1. Difficultés de l'élève, du
professeur
Ainsi que je l'ai expliqué précédemment,
si les mathématiques sont une discipline qui anime des objets sans
existence réelle, l'enseignement des mathématiques est, quant
à lui, pleinement immergé dans un monde réel : de vrais
élèves, un vrai enseignant, un vrai cadre matériel, de
vraies difficultés, de vraies résistances, et aussi de vraies
dynamiques.
L'enseignement n'est donc pas un acte
désincarné. Si cela avait été le cas, ce
métier ne m'aurait pas intéressé. Les quelques
difficultés que j'ai éprouvées à initier mes
élèves au raisonnement mathématique ont formé un
écart, un espace, entre l'enseignement idéal, et l'enseignement
réel. C'est dans cet écart, dans cet espace, et avec le temps et
la chance que m'offrait cette année de formation en alternance, que j'ai
construit ma réflexion.
D'où venaient les difficultés ? Des
élèves, sans doute, mais très certainement aussi de
moi.
2. Chacun a son histoire.
Il convient donc, sans écrire ici mon autobiographie,
que je résume en quelques lignes mon parcours.
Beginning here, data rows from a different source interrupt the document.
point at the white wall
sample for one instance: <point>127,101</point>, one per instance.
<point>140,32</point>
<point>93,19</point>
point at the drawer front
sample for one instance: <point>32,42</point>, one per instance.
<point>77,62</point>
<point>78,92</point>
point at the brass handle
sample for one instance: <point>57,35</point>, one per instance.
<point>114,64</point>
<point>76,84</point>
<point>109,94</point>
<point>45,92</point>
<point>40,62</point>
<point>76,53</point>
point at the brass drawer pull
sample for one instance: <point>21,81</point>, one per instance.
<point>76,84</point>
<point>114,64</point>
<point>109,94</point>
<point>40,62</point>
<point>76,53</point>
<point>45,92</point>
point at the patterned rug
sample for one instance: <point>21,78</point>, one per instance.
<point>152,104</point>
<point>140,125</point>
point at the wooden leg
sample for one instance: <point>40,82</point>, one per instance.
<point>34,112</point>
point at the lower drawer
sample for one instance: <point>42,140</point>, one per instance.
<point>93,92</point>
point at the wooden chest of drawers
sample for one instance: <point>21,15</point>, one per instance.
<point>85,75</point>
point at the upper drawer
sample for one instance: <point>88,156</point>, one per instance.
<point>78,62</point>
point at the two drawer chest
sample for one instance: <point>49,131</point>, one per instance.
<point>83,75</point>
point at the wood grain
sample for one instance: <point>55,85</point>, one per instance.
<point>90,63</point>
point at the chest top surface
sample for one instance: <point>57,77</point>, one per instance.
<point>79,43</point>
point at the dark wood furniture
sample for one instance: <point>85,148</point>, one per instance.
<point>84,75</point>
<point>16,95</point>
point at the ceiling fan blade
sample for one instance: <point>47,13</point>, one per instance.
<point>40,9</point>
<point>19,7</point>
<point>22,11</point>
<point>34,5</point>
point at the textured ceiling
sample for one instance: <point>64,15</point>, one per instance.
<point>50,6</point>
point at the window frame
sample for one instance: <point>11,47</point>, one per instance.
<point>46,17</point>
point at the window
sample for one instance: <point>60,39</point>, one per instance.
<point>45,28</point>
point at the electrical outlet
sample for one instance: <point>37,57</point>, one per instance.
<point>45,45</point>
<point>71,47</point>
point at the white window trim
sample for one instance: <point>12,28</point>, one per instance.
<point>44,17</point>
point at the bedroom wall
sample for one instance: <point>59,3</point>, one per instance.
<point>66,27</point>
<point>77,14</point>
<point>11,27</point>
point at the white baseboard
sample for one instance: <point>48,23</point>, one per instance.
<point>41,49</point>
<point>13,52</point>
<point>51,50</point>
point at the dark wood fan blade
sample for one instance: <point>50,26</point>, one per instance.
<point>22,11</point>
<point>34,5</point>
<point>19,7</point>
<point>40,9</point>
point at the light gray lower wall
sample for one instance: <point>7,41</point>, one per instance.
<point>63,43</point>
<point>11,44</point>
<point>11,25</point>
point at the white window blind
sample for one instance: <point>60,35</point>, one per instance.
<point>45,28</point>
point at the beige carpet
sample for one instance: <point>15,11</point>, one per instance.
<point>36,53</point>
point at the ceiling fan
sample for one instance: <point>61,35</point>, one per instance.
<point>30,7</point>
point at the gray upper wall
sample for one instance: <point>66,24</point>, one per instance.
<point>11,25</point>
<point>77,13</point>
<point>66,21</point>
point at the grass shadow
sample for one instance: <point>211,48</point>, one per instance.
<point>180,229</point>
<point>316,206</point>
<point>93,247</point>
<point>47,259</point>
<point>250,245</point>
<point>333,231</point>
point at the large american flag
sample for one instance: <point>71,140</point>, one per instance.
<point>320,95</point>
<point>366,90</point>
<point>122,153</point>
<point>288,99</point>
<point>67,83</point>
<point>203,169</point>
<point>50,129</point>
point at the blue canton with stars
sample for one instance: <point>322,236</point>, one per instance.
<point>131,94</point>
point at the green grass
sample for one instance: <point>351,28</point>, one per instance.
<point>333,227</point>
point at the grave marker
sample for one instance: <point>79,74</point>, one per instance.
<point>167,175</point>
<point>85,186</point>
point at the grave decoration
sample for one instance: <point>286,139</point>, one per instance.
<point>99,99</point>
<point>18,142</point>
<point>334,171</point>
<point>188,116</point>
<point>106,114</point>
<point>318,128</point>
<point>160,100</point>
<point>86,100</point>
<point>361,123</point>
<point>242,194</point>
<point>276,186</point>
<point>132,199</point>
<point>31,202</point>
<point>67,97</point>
Je suis né au Maroc, berbérophone, puis
arabophone, puis, francophone durant mes études. Tout ceci a son
importance. J'ai expliqué à la fin de la partie
précédente, en quoi il était bien possible que les propos
des mathématiciens français, dans leur manière de
sacraliser le raisonnement, la vérité, et, peu ou prou, de
présenter les mathématiques comme une discipline
réservée aux initiés, étaient dûs à
l'histoire de France.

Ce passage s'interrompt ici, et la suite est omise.